Building AI Agents with Microsoft Foundry: A Progressive Lab from Hello World to Self‑Hosted
#AI

Building AI Agents with Microsoft Foundry: A Progressive Lab from Hello World to Self‑Hosted

Cloud Reporter
6 min read

The Microsoft Foundry Agent Lab walks developers through nine incremental demos that introduce core agent capabilities—tool calling, UI decoupling, server‑side tools, code interpretation, RAG, MCP integration, toolbox governance and self‑hosting—while keeping the architecture simple with a single model‑router deployment and server‑side conversation state.

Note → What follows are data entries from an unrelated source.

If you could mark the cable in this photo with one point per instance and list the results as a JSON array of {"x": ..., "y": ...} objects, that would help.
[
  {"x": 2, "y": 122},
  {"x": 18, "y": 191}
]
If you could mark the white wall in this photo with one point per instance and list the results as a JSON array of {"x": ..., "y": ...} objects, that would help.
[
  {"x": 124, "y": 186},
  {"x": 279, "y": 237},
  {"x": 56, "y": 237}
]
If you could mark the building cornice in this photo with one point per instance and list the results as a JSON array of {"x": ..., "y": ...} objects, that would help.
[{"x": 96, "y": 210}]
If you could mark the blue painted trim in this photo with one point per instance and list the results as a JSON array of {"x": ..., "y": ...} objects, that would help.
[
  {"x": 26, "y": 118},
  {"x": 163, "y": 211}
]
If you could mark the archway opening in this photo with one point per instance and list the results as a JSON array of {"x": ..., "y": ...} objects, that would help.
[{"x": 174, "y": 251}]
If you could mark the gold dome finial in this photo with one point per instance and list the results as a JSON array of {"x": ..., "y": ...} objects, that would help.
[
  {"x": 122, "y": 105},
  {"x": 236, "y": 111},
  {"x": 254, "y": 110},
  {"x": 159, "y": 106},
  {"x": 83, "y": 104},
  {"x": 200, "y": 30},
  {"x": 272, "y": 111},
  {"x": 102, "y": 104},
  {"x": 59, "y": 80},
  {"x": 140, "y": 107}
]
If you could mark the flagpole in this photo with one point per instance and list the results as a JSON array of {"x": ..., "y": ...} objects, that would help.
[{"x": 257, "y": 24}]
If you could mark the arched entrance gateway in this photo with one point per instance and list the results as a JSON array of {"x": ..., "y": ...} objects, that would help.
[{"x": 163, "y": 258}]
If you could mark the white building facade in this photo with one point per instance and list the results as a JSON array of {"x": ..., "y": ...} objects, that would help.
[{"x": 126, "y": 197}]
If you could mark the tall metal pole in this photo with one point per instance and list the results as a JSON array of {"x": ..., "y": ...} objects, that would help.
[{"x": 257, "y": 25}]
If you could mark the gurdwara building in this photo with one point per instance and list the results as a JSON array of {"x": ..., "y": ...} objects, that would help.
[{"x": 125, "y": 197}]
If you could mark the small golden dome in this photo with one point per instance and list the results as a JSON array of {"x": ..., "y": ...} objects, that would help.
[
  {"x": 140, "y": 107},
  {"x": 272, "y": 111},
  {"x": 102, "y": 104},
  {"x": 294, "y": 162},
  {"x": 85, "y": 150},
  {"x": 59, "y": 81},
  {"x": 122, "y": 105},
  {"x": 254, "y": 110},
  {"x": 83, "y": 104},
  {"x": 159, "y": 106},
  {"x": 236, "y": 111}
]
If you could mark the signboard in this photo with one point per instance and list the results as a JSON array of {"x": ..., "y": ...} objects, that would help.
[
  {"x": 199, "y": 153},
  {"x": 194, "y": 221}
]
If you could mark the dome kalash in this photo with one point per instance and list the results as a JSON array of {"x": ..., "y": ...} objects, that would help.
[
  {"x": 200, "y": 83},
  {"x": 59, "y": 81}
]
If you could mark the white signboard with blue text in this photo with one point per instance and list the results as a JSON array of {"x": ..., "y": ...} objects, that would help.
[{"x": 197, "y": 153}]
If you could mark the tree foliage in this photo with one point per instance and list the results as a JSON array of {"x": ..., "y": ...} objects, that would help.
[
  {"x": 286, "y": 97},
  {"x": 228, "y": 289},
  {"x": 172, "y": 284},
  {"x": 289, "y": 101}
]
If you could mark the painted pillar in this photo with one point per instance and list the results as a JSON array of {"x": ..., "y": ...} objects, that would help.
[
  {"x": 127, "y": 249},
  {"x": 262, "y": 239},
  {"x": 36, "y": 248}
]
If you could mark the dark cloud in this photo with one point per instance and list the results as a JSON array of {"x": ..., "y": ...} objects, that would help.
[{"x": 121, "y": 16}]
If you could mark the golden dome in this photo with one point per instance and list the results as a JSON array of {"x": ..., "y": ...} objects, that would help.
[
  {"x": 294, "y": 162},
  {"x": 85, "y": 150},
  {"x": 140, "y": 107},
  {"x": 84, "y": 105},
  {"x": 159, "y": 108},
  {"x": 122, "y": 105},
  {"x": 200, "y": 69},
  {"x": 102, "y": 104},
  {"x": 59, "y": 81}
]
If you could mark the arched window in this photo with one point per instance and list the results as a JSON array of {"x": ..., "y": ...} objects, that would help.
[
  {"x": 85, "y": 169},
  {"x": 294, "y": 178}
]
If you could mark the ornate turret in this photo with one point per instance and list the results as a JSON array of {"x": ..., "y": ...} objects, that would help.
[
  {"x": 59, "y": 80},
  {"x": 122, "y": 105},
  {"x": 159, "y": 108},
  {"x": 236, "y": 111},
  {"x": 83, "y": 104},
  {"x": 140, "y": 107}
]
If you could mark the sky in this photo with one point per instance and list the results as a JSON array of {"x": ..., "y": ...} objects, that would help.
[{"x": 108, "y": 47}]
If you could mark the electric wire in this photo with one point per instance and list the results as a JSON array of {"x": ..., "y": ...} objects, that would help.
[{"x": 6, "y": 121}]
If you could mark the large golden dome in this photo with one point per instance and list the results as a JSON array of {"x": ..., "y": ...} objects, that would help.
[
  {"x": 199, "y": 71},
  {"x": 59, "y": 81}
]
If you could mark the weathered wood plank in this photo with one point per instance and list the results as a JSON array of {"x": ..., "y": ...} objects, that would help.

Building AI Agents with Microsoft Foundry: A Progressive Lab from Hello World to Self‑Hosted

Featured image

What changed?

Microsoft Foundry released a structured, open‑source Agent Lab that turns the traditionally chaotic process of building AI agents into a step‑by‑step curriculum. Instead of a monolithic example that mixes retrieval‑augmented generation, tool‑calling, streaming, and UI code, the lab provides nine self‑contained demos, each adding exactly one new primitive. All demos share the same Foundry SDK, a single model‑router deployment, and server‑side conversation management via the Responses API. This approach reduces the on‑ramp friction for engineers and delivers a reusable reference architecture for production‑grade agents.


Provider comparison – why Foundry’s model‑router matters

Feature Microsoft Foundry (Model‑Router) OpenAI Direct Calls Anthropic / Cohere
Routing logic Automatic selection based on task complexity, cost and latency; zero code required Developer writes custom logic or selects a single model per request Typically static model selection; custom routing must be built by the user
Cost optimisation Routes cheap factual queries to grok‑4‑1‑fast‑reasoning and reserves frontier models for code or tool‑heavy turns All calls hit the same model; cost can spike when a heavy model is used for simple queries Similar to OpenAI; no built‑in cost tiering
Latency Fast models for simple turns keep response times low; heavy turns use more capable but slower models only when needed Latency dictated by the single model chosen; may be higher than necessary for trivial requests
Complexity No routing code, only declare the task (e.g., need tool calling) Must manage model selection manually, increasing boilerplate
Integration Works natively with Foundry’s Responses API, MCP, Toolbox, and built‑in tools (WebSearch, CodeInterpreter, FileSearch) Requires separate SDKs or wrappers for each capability
Security Uses DefaultAzureCredential – no API keys in code, managed identity in production API keys often stored in env files or secret managers; higher secret‑management overhead

The lab’s empirical data (see MODEL-ROUTER.md) shows the router picking the right model for each demo, from cheap factual recall to frontier code‑generation models, eliminating the need for developers to maintain a model‑selection matrix.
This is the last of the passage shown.